Re: [PATCH 4/4] NUMA: realize NUMA memory pinning

public inbox for kvm@vger.kernel.org
 help / color / mirror / Atom feed

From: Andrew Theurer <habanero@linux.vnet.ibm.com>
To: Anthony Liguori <anthony@codemonkey.ws>
Cc: Andre Przywara <andre.przywara@amd.com>,
	Marcelo Tosatti <mtosatti@redhat.com>,
	"avi@redhat.com" <avi@redhat.com>,
	"kvm@vger.kernel.org" <kvm@vger.kernel.org>
Subject: Re: [PATCH 4/4] NUMA: realize NUMA memory pinning
Date: Tue, 31 Aug 2010 22:38:45 -0500	[thread overview]
Message-ID: <1283312325.3936.20.camel@localhost.localdomain> (raw)
In-Reply-To: <4C7D7C2A.7000205@codemonkey.ws>

On Tue, 2010-08-31 at 17:03 -0500, Anthony Liguori wrote:
> On 08/31/2010 03:54 PM, Andrew Theurer wrote:
> > On Mon, 2010-08-23 at 16:27 -0500, Anthony Liguori wrote:
> >    
> >> On 08/23/2010 04:16 PM, Andre Przywara wrote:
> >>      
> >>> Anthony Liguori wrote:
> >>>        
> >>>> On 08/23/2010 01:59 PM, Marcelo Tosatti wrote:
> >>>>          
> >>>>> On Wed, Aug 11, 2010 at 03:52:18PM +0200, Andre Przywara wrote:
> >>>>>            
> >>>>>> According to the user-provided assignment bind the respective part
> >>>>>> of the guest's memory to the given host node. This uses Linux'
> >>>>>> mbind syscall (which is wrapped only in libnuma) to realize the
> >>>>>> pinning right after the allocation.
> >>>>>> Failures are not fatal, but produce a warning.
> >>>>>>
> >>>>>> Signed-off-by: Andre Przywara<andre.przywara@amd.com>
> >>>>>> ...
> >>>>>>              
> >>>>> Why is it not possible (or perhaps not desired) to change the binding
> >>>>> after the guest is started?
> >>>>>
> >>>>> Sounds unflexible.
> >>>>>            
> >>> The solution is to introduce a monitor interface to later adjust the
> >>> pinning, allowing both changing the affinity only (only valid for
> >>> future fault-ins) and actually copying the memory (more costly).
> >>>        
> >> This is just duplicating numactl.
> >>
> >>      
> >>> Actually this is the next item on my list, but I wanted to bring up
> >>> the basics first to avoid recoding parts afterwards. Also I am not
> >>> (yet) familiar with the QMP protocol.
> >>>        
> >>>> We really need a solution that lets a user use a tool like numactl
> >>>> outside of the QEMU instance.
> >>>>          
> >>> I fear that is not how it's meant to work with the Linux' NUMA API. In
> >>> opposite to the VCPU threads, which are externally visible entities
> >>> (PIDs), the memory should be private to the QEMU process. While you
> >>> can change the NUMA allocation policy of the _whole_ process, there is
> >>> no way to externally distinguish parts of the process' memory.
> >>> Although you could later (and externally) migrate already faulted
> >>> pages (via move_pages(2) and by looking in /proc/$$/numa_maps), you
> >>> would let an external tool interfere with QEMUs internal memory
> >>> management. Take for instance the change of the allocation policy
> >>> regarding the 1MB and 3.5-4GB holes. An external tool would have to
> >>> either track such changes or you simply could not change such things
> >>> in QEMU.
> >>>        
> >> It's extremely likely that if you're doing NUMA pinning, you're also
> >> doing large pages via hugetlbfs.  numactl can already set policies for
> >> files in hugetlbfs so all you need to do is have a separate hugetlbfs
> >> file for each numa node.
> >>      
> > Why would we resort to hugetlbfs when we have transparent hugepages?
> >    
> 
> If you care about NUMA pinning, I can't believe you don't want 
> guaranteed large page allocation which THP does not provide.

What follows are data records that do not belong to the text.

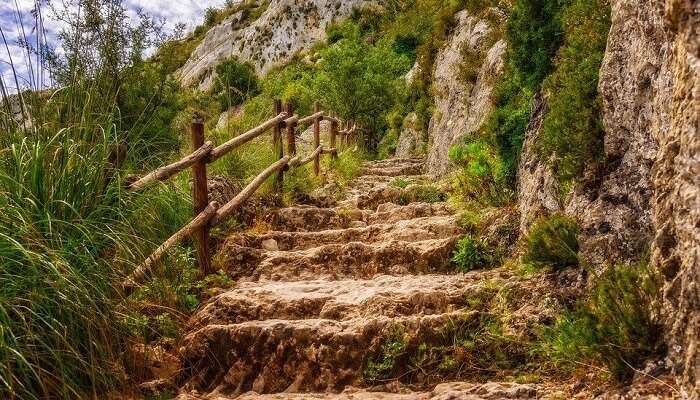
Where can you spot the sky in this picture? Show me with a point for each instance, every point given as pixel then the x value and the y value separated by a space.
pixel 189 12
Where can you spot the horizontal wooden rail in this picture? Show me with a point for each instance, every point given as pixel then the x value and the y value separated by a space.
pixel 245 194
pixel 294 119
pixel 310 118
pixel 331 119
pixel 163 173
pixel 298 161
pixel 144 269
pixel 211 214
pixel 225 148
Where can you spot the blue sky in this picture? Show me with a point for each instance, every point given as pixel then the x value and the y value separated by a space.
pixel 190 12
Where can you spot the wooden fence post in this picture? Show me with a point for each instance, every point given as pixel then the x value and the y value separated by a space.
pixel 200 199
pixel 317 139
pixel 334 133
pixel 277 145
pixel 291 140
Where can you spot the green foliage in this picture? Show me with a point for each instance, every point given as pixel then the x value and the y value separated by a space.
pixel 381 367
pixel 614 326
pixel 573 130
pixel 235 82
pixel 68 231
pixel 535 33
pixel 552 242
pixel 482 175
pixel 359 80
pixel 471 253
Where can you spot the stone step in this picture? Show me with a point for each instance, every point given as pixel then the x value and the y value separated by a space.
pixel 276 356
pixel 393 170
pixel 339 260
pixel 389 162
pixel 445 391
pixel 309 218
pixel 390 212
pixel 437 227
pixel 384 295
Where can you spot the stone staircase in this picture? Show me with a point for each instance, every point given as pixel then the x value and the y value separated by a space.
pixel 319 295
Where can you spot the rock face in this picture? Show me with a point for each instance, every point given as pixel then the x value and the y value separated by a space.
pixel 461 109
pixel 676 200
pixel 537 187
pixel 285 28
pixel 647 197
pixel 635 83
pixel 411 138
pixel 649 192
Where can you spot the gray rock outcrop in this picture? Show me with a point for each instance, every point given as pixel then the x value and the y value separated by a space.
pixel 285 28
pixel 537 187
pixel 411 138
pixel 461 109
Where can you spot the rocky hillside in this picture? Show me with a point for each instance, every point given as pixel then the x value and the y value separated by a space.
pixel 281 31
pixel 647 196
pixel 640 200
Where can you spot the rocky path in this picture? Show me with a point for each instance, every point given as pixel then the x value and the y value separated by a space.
pixel 320 294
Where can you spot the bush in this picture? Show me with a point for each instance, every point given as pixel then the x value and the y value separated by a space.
pixel 573 130
pixel 381 367
pixel 534 33
pixel 613 327
pixel 552 242
pixel 235 82
pixel 481 177
pixel 471 253
pixel 421 194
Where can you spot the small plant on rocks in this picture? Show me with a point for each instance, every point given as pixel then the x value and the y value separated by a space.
pixel 471 253
pixel 552 243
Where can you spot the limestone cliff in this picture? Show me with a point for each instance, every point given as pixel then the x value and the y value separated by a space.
pixel 461 109
pixel 285 28
pixel 647 195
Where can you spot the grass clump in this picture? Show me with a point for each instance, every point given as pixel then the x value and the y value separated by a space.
pixel 381 367
pixel 471 253
pixel 613 327
pixel 552 242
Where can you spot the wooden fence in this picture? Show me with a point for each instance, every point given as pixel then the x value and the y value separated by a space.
pixel 210 214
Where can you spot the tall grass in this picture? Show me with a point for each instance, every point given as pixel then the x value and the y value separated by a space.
pixel 68 232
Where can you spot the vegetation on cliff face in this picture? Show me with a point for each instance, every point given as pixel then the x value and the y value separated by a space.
pixel 69 233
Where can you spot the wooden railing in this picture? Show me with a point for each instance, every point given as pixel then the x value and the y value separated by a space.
pixel 210 214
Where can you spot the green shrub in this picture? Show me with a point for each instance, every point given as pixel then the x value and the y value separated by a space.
pixel 481 176
pixel 613 327
pixel 381 367
pixel 552 242
pixel 573 130
pixel 235 82
pixel 471 253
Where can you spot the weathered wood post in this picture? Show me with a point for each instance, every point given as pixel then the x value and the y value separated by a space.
pixel 334 133
pixel 291 127
pixel 277 145
pixel 200 199
pixel 317 139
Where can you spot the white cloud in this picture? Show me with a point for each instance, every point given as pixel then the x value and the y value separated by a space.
pixel 173 12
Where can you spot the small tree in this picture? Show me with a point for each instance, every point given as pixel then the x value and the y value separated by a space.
pixel 235 82
pixel 359 80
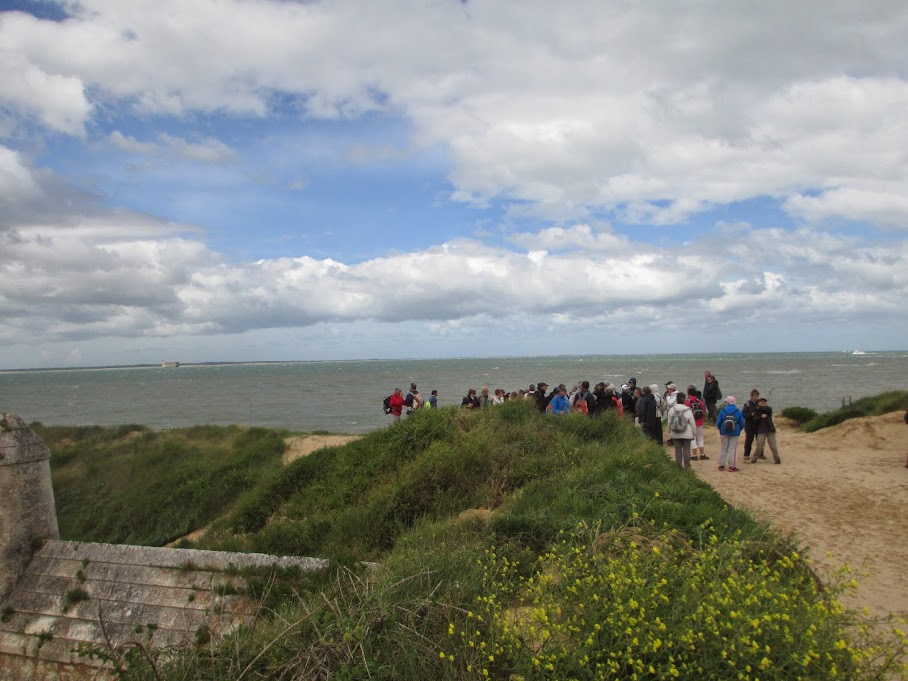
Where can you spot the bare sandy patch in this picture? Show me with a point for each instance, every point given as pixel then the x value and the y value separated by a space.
pixel 303 446
pixel 842 492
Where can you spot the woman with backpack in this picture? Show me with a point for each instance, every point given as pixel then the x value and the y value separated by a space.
pixel 698 408
pixel 730 423
pixel 682 430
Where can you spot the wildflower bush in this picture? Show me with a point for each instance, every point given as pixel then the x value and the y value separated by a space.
pixel 643 603
pixel 512 545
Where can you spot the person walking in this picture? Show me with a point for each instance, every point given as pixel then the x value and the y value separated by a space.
pixel 730 423
pixel 470 401
pixel 682 429
pixel 698 408
pixel 711 394
pixel 396 404
pixel 750 424
pixel 766 432
pixel 648 414
pixel 413 399
pixel 560 404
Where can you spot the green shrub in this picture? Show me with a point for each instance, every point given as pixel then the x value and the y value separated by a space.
pixel 631 604
pixel 884 403
pixel 800 414
pixel 188 478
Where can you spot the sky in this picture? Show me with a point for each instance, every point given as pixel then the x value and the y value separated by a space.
pixel 266 180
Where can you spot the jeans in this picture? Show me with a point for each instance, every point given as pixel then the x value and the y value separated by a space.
pixel 762 439
pixel 682 452
pixel 728 455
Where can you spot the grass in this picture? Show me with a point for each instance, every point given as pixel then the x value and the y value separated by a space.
pixel 515 545
pixel 876 405
pixel 132 485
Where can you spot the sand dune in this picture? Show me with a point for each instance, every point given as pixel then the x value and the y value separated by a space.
pixel 843 493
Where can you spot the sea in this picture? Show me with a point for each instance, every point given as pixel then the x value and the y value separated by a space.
pixel 346 396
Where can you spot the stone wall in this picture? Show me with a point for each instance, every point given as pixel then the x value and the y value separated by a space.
pixel 60 601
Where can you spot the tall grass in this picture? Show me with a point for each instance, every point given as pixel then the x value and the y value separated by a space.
pixel 129 484
pixel 515 545
pixel 876 405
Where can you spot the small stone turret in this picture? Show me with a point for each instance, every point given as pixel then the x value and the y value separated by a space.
pixel 27 510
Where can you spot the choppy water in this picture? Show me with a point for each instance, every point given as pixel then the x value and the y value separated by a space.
pixel 346 396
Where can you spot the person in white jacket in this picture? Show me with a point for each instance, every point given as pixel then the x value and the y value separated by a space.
pixel 682 429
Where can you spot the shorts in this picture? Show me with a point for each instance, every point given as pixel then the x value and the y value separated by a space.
pixel 698 438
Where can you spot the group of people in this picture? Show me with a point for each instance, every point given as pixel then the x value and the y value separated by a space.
pixel 684 413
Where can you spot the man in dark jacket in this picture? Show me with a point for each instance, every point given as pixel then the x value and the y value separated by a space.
pixel 766 431
pixel 649 416
pixel 542 400
pixel 750 424
pixel 711 394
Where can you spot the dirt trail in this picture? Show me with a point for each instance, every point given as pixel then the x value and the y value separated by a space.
pixel 303 446
pixel 842 491
pixel 296 447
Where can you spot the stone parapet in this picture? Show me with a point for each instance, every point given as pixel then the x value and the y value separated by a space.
pixel 27 511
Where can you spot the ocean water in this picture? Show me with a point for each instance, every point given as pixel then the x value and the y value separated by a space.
pixel 345 397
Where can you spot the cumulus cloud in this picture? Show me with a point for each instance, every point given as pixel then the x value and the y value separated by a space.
pixel 591 125
pixel 208 150
pixel 131 144
pixel 651 111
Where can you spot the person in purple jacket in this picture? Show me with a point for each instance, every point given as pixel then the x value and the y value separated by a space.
pixel 730 423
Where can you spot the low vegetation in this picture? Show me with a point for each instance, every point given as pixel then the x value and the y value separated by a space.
pixel 518 546
pixel 876 405
pixel 133 485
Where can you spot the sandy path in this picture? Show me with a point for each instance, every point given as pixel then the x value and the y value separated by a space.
pixel 296 447
pixel 302 446
pixel 842 491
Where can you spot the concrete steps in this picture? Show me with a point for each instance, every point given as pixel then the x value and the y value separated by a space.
pixel 158 597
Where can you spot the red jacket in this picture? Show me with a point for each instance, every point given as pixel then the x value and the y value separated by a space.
pixel 397 404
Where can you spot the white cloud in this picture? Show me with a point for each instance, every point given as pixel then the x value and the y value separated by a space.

I personally want a more automatic approach to placing VMs in NUMA nodes
(not directed by the qemu process itself), but I'd also like to support
a user's desire to pin and place cpus and memory, especially for large
VMs that need to be defined as multi-node.  For user defined pinning,
libhugetlbfs will probably be fine, but for most VMs, I'd like to ensure
we can do things like ballooning well, and I am not so sure that will be
easy with libhugetlbfs.  

> The general point though is that we should find a way to partition 
> memory in qemu such that an external process can control the actual NUMA 
> placement.  This gives us maximum flexibility.
> 
> Otherwise, what do we implement in QEMU?  Direct pinning of memory to 
> nodes?  Can we migrate memory between nodes?  Should we support 
> interleaving memory between two virtual nodes?  Why pick and choose when 
> we can have it all.

If there were a better way to do this than hugetlbfs, then I don't think
I would shy away from this.  Is there another way to change NUMA
policies on mappings from a user tool?  We can already inspect
with /proc/<pid>/numamaps.  Is this something that could be added to
numactl?

> 
> > FWIW, large apps like databases have set a precedent for managing their
> > own NUMA policies.
> 
> Of course because they know what their NUMA policy should be.  They live 
> in a simple world where they assume they're the only application in the 
> system, they read the distance tables, figure they'll use XX% of all 
> physical memory, and then pin how they see fit.
> 
> But an individual QEMU process lives in a complex world.  It's almost 
> never the only thing on the system and it's only allowed to use a subset 
> of resources.  It's not sure what set of resources it can and can't use 
> and that's often times changing.  The topology chosen for a guest is 
> static but it's host topology may be dynamic due to thinks like live 
> migration.

True, that's why this would require support to change in the monitor.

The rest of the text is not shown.